Basketball, Boxing, Diving, Football, Gymnastics, Handball, Hockey, Sailing, Volleyball, Water Polo
Synchronised swimming, Triathlon
Marathon, Race walk
Canoe sprint, Taekwondo
Mountain bike, Pentathlon, Closing ceremony
2) Only apply for tickets you know you can afford We covered this one last week, remember. The application process is a raffle, so you might be tempted to apply for more tickets than you need. But you'll be forced to pay for every ticket you win, so check your potential overdraft before you apply. Payment will be taken somewhere between Tuesday 10 May and Friday 10 June, so we're told. If you're feeling financially screwed at the moment, the BBC website has a helpful table showing where all the £20 tickets are.
3) Get a sense of proportion There are only 6.6 million tickets up for grabs. That might sound like a lot, but it's not even enough for everyone in London to get one each. Some of these Olympic events are going to be ridiculously over-subscribed. Even if you have hundreds of pounds to splash around, you won't be attending every event you want to see. Don't get your hopes up. In particular don't try to plan yourself a perfect weekend of six consecutive medal-winning sessions, because you'll only end up with two days full of holes.
4) Decide whether you want to see a particular event, or any event If your only goal is to say "yes, I went to the Olympics", then avoid the massively over-subscribed sessions. Check out the "ticket limit" column on the schedule. If the limit's 4, you're probably not going to get in. If the limit's 20, it's much more likely you'll be lucky. The event you get to attend may not be thrilling, but at least you'll be able to say "I was there".

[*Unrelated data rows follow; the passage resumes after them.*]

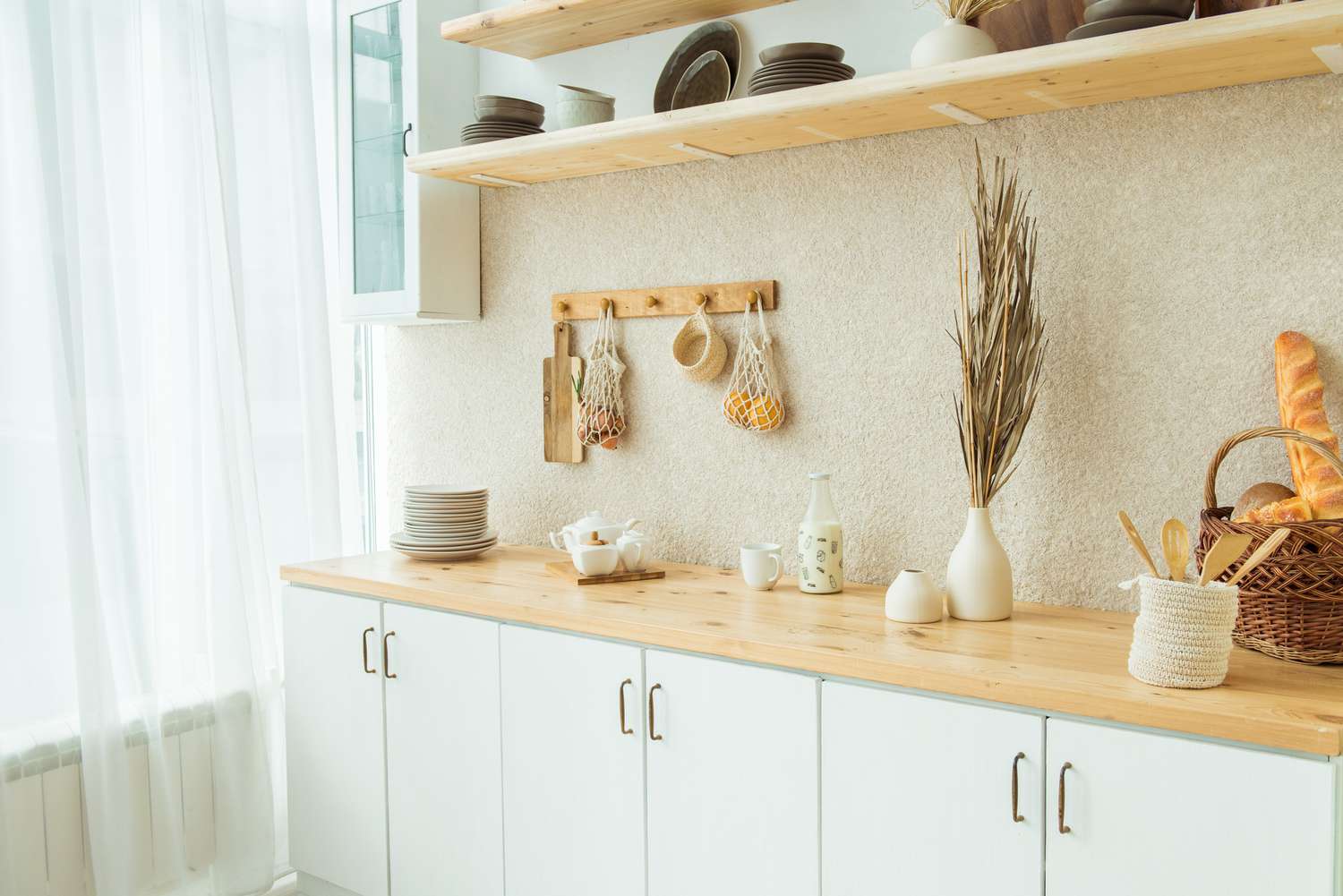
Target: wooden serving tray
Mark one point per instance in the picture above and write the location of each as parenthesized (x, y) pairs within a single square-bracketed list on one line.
[(564, 568)]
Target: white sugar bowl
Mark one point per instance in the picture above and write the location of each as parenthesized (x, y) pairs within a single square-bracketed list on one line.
[(636, 550), (913, 597)]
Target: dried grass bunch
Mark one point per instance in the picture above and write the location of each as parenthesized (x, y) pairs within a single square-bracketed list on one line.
[(967, 10), (1001, 333)]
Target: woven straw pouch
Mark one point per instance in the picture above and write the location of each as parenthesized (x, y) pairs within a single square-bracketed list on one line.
[(1182, 637)]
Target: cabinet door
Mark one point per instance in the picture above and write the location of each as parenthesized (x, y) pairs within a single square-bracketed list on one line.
[(1157, 815), (572, 775), (916, 785), (732, 780), (443, 781), (333, 713)]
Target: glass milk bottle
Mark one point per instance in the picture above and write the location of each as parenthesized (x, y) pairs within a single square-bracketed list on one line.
[(821, 542)]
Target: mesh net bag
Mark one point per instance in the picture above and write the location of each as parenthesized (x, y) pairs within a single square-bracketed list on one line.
[(601, 405), (754, 400)]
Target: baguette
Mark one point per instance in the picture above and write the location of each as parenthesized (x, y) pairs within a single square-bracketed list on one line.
[(1300, 402)]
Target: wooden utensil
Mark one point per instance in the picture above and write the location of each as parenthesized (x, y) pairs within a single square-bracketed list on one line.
[(1260, 554), (1136, 541), (1176, 549), (1222, 554), (558, 378)]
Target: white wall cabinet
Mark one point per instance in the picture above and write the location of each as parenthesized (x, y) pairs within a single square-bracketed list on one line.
[(927, 796), (333, 719), (572, 767), (1147, 813), (408, 244), (732, 778)]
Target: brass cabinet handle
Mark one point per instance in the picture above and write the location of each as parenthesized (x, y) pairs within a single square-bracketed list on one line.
[(623, 686), (387, 668), (1015, 815), (1063, 790), (372, 672), (653, 734)]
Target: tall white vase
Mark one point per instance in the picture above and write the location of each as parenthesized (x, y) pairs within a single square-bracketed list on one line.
[(953, 42), (979, 573)]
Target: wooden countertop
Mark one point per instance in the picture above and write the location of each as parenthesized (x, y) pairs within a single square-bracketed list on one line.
[(1053, 659)]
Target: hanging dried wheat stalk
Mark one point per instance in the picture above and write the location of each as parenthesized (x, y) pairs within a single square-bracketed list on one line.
[(1001, 333), (967, 10)]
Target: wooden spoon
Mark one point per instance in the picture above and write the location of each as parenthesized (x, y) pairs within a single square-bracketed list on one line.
[(1136, 541), (1224, 552), (1260, 554), (1176, 547)]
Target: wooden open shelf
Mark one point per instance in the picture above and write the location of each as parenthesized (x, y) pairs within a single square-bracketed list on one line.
[(1236, 48), (535, 29)]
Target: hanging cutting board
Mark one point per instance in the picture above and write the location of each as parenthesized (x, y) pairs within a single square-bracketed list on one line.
[(561, 411)]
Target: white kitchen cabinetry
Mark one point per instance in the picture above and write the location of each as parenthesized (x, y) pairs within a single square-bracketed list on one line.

5) Play the lucky dip There'll only be a few £20.12 tickets up for grabs for the Opening Ceremony. You barely have any chance at all of getting one. But where's the harm in applying? It won't break the bank, and if you're not successful it won't cost you a thing. Think of it as playing the lottery, with no stake up front. Somebody's got to win, and it could be you. [Session code: ZO001]
6) Know your capacities The one fact Olympic organisers have failed to mention on their ticket schedule is how many tickets they'll be selling at each session. Several will be saved for sponsors and their hangers-on, the so-called Olympic family. But you can get a pretty good idea of how many tickets are available if you know the capacity of each venue. Some of these are a lot smaller than you might expect, and your chances of getting a ticket will be similarly restricted.
White Water Centre (slalom)
Eton Dorney (rowing)
Woolwich Barracks (shooting)
Hadleigh Farm (mountain biking)
Wembley Arena (gymnastics)
Horseguards (beach volleyball)
Water Polo Arena
Earls Court (volleyball)
The Mall (marathon finish)
7) If you want to go as a group, apply as a group One useful rule in the ballot is that you'll win either all or none of your tickets in each session. So if six of you want to go and see the rowing, apply as a group of six. That way you'll get either six tickets or nothing. Whatever you do, don't let Dave and his wife apply for their tickets and Julie apply for hers and you get the rest, otherwise you're almost certain to be split up.
8) You don't have to have a Visa card to buy tickets If you don't have a Visa card, you won't be able to buy tickets online. But you will be able to use the ticket application form in the Official Ticketing Guide instead. This document can be picked up from March 15th onwards in any English branch of Lloyds TSB (or Bank of Scotland in Scotland) (or local library in Northern Ireland). The organisers are happy to take a cheque in an envelope, or even a postal order, to pay for your winning tickets. No plastic monopoly need spoil your enjoyment of the Games.
9) Don't forget there are venues outside London If you don't live in London, do you really want to battle your way into town, pay through the nose for a Travelodge in Aldgate, then queue to squash yourself into a crammed tube train? Your Olympic Ticket includes a free zone 1-9 travelcard, so it's not all bad news. But why not head outside the capital instead? There are 50 football matches to watch, plus the joys of rowing in Windsor, canoeing in Herts, sailing in Weymouth and mountain biking in Essex. I scouted the four major venues outside London last summer, and my reports might help convince you to follow.
10) All competition schedules are subject to change at any time Now there's a disclaimer. You may think you've booked tickets for the cross-country riding on July 30th, but London 2012 reserve the right to shift any event in case of bad weather, terrorist alert or whatever. It might be safest to stay at home and watch the whole thing on TV instead. The entire fortnight's optimised for the small screen anyway, plus you can nip out for a drink whenever you like and not be forcefed a Coca Cola. But hey, even if it's only for a preliminary round in the volleyball, this is a once in a lifetime opportunity. Worth a dip in the Olympic bran tub, don't you think?